MAKI Scientific Workshop

Daniel Quevedo

QUT – Queensland University of Technology, School of Electrical Engineering and Robotics

Title:

„Remote State Estimation with an Eavesdropper“

Abstract:

We study transmission scheduling for remote state estimation in the presence of an eavesdropper. A sensor transmits local state estimates over a packet dropping link to a remote estimator. At the same time, an eavesdropper can successfully overhear each sensor transmission with a certain probability. The objective is to determine at which instances the sensor should transmit, in order to minimize the estimation error covariance at the remote estimator, while trying to keep the eavesdropper error covariance above a certain level. This is done by solving an optimization problem that minimizes a linear combination of the expected estimation error covariance and the negative of the expected eavesdropper error covariance. Structural results on the optimal transmission policy are presented, and shown to exhibit thresholding behaviour in the estimation error covariances. In the infinite horizon situation, it is shown that with unstable systems one can keep the expected estimation error covariance bounded while the expected eavesdropper error covariance becomes unbounded.

Bio:

Daniel Quevedo received Ingeniero Civil Electrónico and M.Sc. degrees from Universidad Técnica Federico Santa María, Valparaíso, Chile, in 2000, and in 2005 the Ph.D. degree from the University of Newcastle, Australia. He is Professor of Cyberphysical Systems at the School of Electrical Engineering and Robotics, Queensland University of Technology (QUT), in Australia. Before joining QUT, he established and led the Chair in Automatic Control at Paderborn University, Germany.

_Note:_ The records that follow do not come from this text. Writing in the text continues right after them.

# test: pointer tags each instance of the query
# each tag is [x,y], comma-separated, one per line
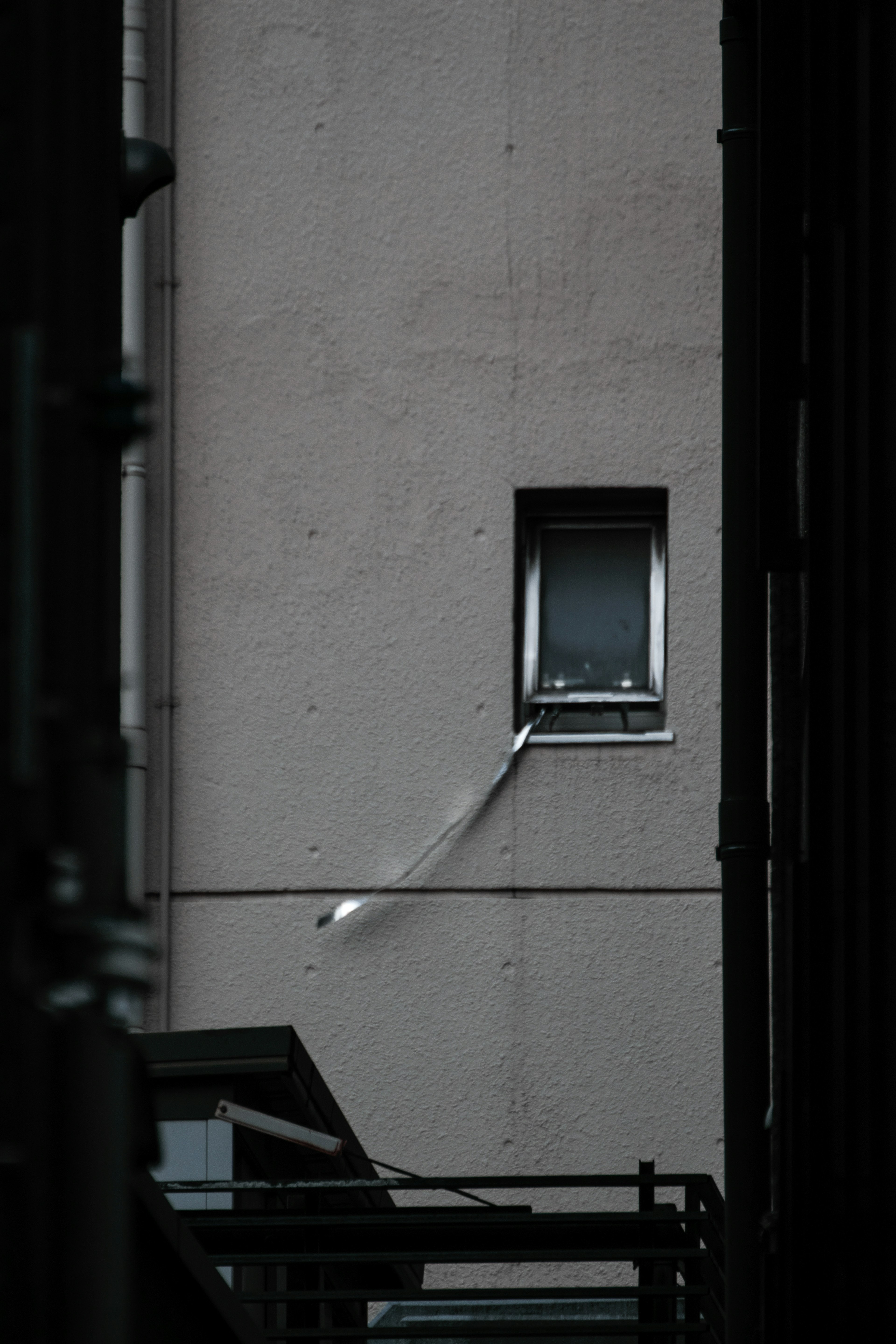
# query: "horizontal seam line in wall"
[328,893]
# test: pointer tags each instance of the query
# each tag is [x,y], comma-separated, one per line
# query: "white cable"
[346,908]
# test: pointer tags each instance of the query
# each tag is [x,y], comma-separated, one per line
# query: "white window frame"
[658,654]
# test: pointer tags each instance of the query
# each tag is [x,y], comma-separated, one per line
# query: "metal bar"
[473,1295]
[571,1256]
[665,1179]
[500,1330]
[448,1220]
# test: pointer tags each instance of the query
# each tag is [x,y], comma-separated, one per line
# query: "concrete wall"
[429,253]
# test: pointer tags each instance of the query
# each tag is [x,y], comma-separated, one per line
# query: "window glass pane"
[183,1158]
[594,623]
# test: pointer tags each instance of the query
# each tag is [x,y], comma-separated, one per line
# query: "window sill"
[565,740]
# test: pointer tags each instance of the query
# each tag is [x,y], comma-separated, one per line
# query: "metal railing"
[310,1272]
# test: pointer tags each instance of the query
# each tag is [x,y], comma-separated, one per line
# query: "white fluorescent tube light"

Prof. Quevedo's research interests are in networked control systems, cyberphysical systems security and control of power converters. He currently serves as Associate Editor for IEEE Control Systems and in the Editorial Board of the International Journal of Robust and Nonlinear Control. From 2015 to 2018 he was Chair of the IEEE Control Systems Society Technical Committee on Networks & Communication Systems. In 2003 he received the IEEE Conference on Decision and Control Best Student Paper Award and was also a finalist in 2002. Prof. Quevedo is co-recipient of the 2018 IEEE Transactions on Automatic Control George S. Axelby Outstanding Paper Award. He is a Fellow of the IEEE.